Pre-Assessment

Before generating any content, Lugh runs a diagnostic conversation. This isn’t a quiz — it’s a Socratic dialogue designed to activate prior knowledge and surface impasses before the learner ever sees the teaching content.

Why this matters

Three failure modes of traditional courses:

  1. Covering things you already know (wastes your time, kills momentum)
  2. Skipping things you think you know but have wrong (leaves misconceptions intact)
  3. Delivering instruction before the learner is aware of their own gaps (instruction doesn’t stick)

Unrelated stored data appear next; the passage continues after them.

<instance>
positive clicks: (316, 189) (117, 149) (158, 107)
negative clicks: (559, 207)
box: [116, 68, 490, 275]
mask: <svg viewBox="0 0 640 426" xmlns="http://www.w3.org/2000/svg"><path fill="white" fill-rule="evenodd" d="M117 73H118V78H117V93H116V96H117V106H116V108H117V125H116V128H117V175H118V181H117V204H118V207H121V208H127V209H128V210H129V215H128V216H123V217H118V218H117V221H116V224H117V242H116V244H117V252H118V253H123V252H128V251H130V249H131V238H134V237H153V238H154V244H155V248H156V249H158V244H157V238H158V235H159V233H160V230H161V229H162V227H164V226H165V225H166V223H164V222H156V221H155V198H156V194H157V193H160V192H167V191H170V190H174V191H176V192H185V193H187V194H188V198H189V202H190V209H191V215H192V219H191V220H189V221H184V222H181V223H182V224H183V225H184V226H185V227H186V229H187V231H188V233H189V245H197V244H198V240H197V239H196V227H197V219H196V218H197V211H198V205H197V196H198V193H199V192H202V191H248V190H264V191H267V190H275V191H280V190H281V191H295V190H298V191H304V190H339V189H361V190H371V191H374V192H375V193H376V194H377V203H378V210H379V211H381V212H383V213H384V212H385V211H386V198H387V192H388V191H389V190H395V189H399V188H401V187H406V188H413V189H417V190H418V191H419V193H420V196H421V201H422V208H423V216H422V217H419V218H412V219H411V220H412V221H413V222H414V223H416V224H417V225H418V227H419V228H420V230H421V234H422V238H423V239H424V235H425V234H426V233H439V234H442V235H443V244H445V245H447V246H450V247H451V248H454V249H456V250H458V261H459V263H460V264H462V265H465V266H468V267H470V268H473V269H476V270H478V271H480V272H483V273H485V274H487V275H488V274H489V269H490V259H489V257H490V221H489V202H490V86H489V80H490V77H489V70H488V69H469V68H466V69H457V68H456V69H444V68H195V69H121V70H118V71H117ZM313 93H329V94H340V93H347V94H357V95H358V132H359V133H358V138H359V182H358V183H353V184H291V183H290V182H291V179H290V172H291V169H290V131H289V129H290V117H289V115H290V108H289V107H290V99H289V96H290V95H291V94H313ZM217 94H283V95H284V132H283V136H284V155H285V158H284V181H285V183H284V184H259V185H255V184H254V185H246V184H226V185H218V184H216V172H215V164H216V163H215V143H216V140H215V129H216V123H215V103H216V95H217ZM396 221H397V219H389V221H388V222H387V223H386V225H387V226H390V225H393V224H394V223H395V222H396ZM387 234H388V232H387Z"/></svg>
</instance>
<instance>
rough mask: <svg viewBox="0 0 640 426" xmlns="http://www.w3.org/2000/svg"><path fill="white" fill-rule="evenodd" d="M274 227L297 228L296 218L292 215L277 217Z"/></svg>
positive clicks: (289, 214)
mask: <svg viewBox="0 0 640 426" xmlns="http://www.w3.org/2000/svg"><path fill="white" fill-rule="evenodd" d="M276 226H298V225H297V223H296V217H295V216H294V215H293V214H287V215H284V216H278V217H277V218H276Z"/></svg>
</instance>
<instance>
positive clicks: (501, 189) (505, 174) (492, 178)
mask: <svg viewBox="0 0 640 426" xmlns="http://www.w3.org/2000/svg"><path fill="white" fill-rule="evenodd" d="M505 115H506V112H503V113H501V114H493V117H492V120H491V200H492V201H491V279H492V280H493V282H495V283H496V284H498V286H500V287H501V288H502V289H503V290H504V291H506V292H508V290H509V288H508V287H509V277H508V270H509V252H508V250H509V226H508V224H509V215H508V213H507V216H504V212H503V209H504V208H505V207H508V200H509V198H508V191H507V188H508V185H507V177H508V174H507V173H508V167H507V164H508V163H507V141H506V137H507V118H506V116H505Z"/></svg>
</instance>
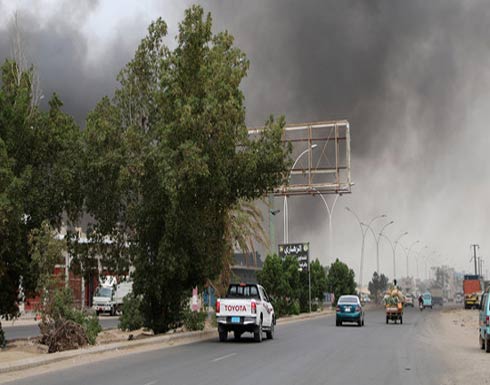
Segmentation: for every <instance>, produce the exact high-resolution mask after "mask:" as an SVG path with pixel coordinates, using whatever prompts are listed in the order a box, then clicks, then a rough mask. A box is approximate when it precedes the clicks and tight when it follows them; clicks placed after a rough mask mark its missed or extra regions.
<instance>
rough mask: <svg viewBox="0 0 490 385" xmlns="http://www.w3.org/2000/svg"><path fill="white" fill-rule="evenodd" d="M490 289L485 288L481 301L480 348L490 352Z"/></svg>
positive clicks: (480, 302) (480, 310)
mask: <svg viewBox="0 0 490 385" xmlns="http://www.w3.org/2000/svg"><path fill="white" fill-rule="evenodd" d="M489 293H490V289H487V290H485V292H484V293H483V295H482V297H481V301H480V319H479V321H480V322H479V323H480V333H479V334H480V335H479V340H480V348H482V349H485V351H486V352H487V353H490V303H489V301H490V295H489Z"/></svg>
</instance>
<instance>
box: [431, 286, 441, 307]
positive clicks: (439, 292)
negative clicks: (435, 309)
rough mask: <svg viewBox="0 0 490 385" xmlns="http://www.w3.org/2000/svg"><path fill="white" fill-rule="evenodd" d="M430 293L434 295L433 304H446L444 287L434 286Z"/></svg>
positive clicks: (438, 304) (432, 302)
mask: <svg viewBox="0 0 490 385" xmlns="http://www.w3.org/2000/svg"><path fill="white" fill-rule="evenodd" d="M430 294H431V296H432V304H433V305H439V306H442V305H443V304H444V298H443V293H442V289H441V288H439V287H433V288H431V289H430Z"/></svg>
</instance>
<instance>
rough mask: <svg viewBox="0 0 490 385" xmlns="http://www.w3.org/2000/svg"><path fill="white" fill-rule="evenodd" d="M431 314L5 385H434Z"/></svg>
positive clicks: (161, 351)
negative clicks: (396, 321) (260, 342)
mask: <svg viewBox="0 0 490 385" xmlns="http://www.w3.org/2000/svg"><path fill="white" fill-rule="evenodd" d="M438 313H439V311H438V310H433V311H430V310H425V311H423V312H420V311H419V310H417V309H407V310H406V312H405V316H404V323H403V325H400V324H396V325H395V324H392V323H390V324H389V325H386V323H385V316H384V312H383V310H382V309H381V310H373V311H370V312H368V313H367V314H366V325H365V326H364V327H357V326H354V325H352V326H343V327H336V326H335V319H334V317H332V316H329V317H321V318H316V319H313V320H307V321H301V322H295V323H289V324H284V325H278V327H277V328H276V334H275V338H274V340H272V341H271V340H264V341H263V342H262V343H260V344H258V343H254V342H253V340H252V339H251V338H243V339H242V340H241V341H240V342H235V341H234V340H233V339H231V340H229V341H228V342H226V343H219V342H218V338H217V337H216V338H214V339H212V340H206V341H200V342H197V343H193V344H189V345H182V346H177V347H174V348H168V349H161V350H153V351H149V352H144V353H137V354H129V355H126V356H120V357H118V358H116V359H109V360H105V361H101V362H99V363H91V364H90V365H83V366H78V367H72V368H69V369H66V370H61V371H57V372H52V373H49V374H44V375H40V376H36V377H30V378H26V379H23V380H20V381H17V382H12V383H11V384H17V385H21V384H26V383H29V384H30V385H57V384H59V385H82V384H84V385H85V384H99V385H157V384H172V385H193V384H200V385H205V384H209V385H221V384H222V385H229V384H233V385H250V384H268V385H289V384H290V385H293V384H294V385H301V384H305V385H316V384H318V385H320V384H321V385H325V384H329V385H335V384H349V385H354V384H362V385H380V384H397V385H398V384H399V385H405V384H413V385H428V384H440V376H441V375H442V373H444V370H445V367H444V365H443V364H442V361H441V359H440V357H439V355H438V354H437V350H436V349H435V348H436V344H434V341H437V317H438ZM231 336H232V335H231V333H230V338H231ZM246 336H247V335H244V337H246Z"/></svg>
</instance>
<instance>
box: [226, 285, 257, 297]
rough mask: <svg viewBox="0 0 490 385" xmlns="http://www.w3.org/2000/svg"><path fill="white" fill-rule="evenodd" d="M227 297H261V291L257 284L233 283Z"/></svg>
mask: <svg viewBox="0 0 490 385" xmlns="http://www.w3.org/2000/svg"><path fill="white" fill-rule="evenodd" d="M226 297H227V298H255V299H260V297H259V291H258V290H257V286H255V285H231V286H230V288H229V289H228V294H227V296H226Z"/></svg>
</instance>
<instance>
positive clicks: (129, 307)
mask: <svg viewBox="0 0 490 385" xmlns="http://www.w3.org/2000/svg"><path fill="white" fill-rule="evenodd" d="M143 322H144V320H143V315H142V314H141V298H140V297H137V296H135V295H134V294H133V293H129V294H128V295H127V296H126V297H124V299H123V305H122V314H121V316H120V317H119V328H120V329H122V330H128V331H132V330H137V329H141V328H142V327H143Z"/></svg>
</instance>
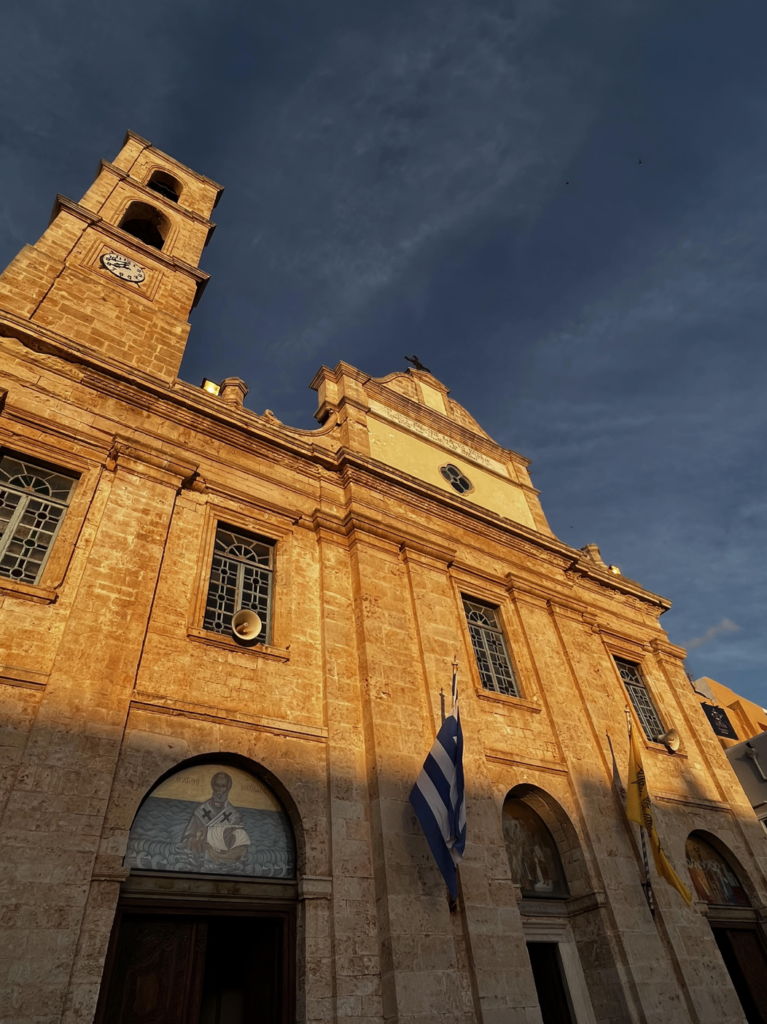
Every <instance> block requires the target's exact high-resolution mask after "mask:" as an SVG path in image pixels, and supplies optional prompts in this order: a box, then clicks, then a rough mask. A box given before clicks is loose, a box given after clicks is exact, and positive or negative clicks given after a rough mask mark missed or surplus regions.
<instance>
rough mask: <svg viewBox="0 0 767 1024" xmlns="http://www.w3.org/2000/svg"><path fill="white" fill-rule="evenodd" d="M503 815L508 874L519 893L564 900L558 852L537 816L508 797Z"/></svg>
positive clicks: (515, 798) (540, 820)
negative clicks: (562, 899)
mask: <svg viewBox="0 0 767 1024" xmlns="http://www.w3.org/2000/svg"><path fill="white" fill-rule="evenodd" d="M503 817H504V838H505V840H506V849H507V852H508V854H509V861H510V863H511V877H512V879H513V881H514V882H515V883H516V884H517V885H518V886H519V887H520V889H521V890H522V896H524V897H525V898H534V899H539V898H541V897H543V898H550V899H567V898H568V897H569V894H570V893H569V889H568V888H567V880H566V879H565V876H564V870H563V868H562V861H561V860H560V859H559V851H558V850H557V845H556V843H555V842H554V837H553V836H552V835H551V833H550V831H549V829H548V827H547V825H546V823H545V822H544V820H543V818H542V817H541V815H540V814H538V813H537V812H536V811H534V810H532V808H531V807H529V806H528V805H527V804H525V803H524V801H523V800H519V799H517V798H515V797H510V798H508V799H507V801H506V803H505V804H504V815H503Z"/></svg>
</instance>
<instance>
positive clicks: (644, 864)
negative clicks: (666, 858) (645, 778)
mask: <svg viewBox="0 0 767 1024" xmlns="http://www.w3.org/2000/svg"><path fill="white" fill-rule="evenodd" d="M626 724H627V726H628V728H629V746H631V729H632V724H631V712H630V711H629V706H628V705H627V706H626ZM639 838H640V839H641V841H642V863H643V864H644V894H645V896H646V897H647V906H648V907H649V908H650V913H651V914H652V915H653V918H654V915H655V901H654V899H653V897H652V883H651V882H650V864H649V861H648V859H647V844H646V842H645V839H644V828H643V827H642V825H640V826H639Z"/></svg>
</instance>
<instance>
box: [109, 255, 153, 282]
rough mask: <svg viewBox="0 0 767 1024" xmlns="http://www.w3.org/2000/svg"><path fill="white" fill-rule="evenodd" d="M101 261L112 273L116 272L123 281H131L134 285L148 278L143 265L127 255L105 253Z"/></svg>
mask: <svg viewBox="0 0 767 1024" xmlns="http://www.w3.org/2000/svg"><path fill="white" fill-rule="evenodd" d="M101 263H102V264H103V266H105V267H106V269H108V270H109V271H110V273H114V274H115V276H116V278H119V279H120V280H121V281H129V282H130V283H131V284H132V285H140V284H141V282H142V281H143V280H144V279H145V278H146V274H145V273H144V270H143V267H142V266H139V265H138V263H136V262H135V261H134V260H132V259H128V257H127V256H118V254H117V253H104V254H103V256H102V257H101Z"/></svg>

The pre-assessment catches all three. The first two are diagnostic — shaping what gets generated. The third is pedagogical — the act of reasoning through questions before seeing the material makes the material land harder when it arrives. This is the productive failure mechanism (see Impasse-Driven Remediation): awareness of your own impasses is what makes subsequent instruction effective.

How it works

The pre-assessment uses Socratic dialogue — not “tell me what you know” but questions that ask the learner to reason. Instead of “what do you know about the Observer pattern?” the system might ask “If you needed one object to automatically react when another object changed state, how would you approach that?”

The learner reasons through it, and one of three things happens: they nail it (solid), they get partway and hit a wall (shaky — and now they know where the wall is), or they have nothing (blank). The key difference from a simple recall test: even for shaky and blank outcomes, the learner has now activated whatever prior knowledge they do have and become aware of their own impasses. They’ll read the article differently because of it.

The Socratic approach is light-touch here — two or three questions per major concept area, not a full tutoring session. The goal is activation and categorization, not instruction. Instruction is the article’s job.

The response gets mapped against the learning objectives for each episode in the curriculum. Each objective falls into one of three categories:

Solid

You explained it accurately. The episode covering this concept gets condensed or skipped entirely. Time saved, no redundancy.

Shaky

You know the term or concept, but your explanation has gaps, errors, or common misconceptions. This is the most valuable category.

The episode covering this concept gets a corrective emphasis: “You might think X — and that’s close — but actually Y, and here’s why the distinction matters.” This is more effective than teaching from scratch because it has something to push against.

Example: A learner says “histamine is the allergy chemical.” That’s shaky — it’s not wrong, but it’s incomplete in a way that will cause confusion later. The histamine episode would open by acknowledging that framing and then expanding it: histamine is one of many mediators, and it does far more than drive allergic responses.

Blank

No prior knowledge detected. Full episode generated with no assumptions about background.

What the pre-assessment is NOT

It’s not a gate. You don’t “fail” a pre-assessment. It’s purely diagnostic — it shapes what gets generated, it doesn’t block anything.

It’s also not exhaustive. The system doesn’t need you to demonstrate knowledge of every concept. A few minutes of explanation gives enough signal to meaningfully customize the curriculum. Silence on a topic is treated as “blank,” not as failure.

Pre-assessment at different depths

The same pre-assessment conversation produces different mappings depending on the selected Learning Depths:

  • At Depth 1, the system is checking for gross misconceptions, not nuanced understanding
  • At Depth 2, it’s mapping which core concepts need full coverage vs. which can be compressed
  • At Depth 3, it’s looking for subtle errors in mental models that would compound across the series

Re-assessment on depth change

If a learner completes Depth 1 and later returns for Depth 2, the pre-assessment incorporates what they learned in the first pass. The system already has their tutor session data — no need to re-explain from scratch.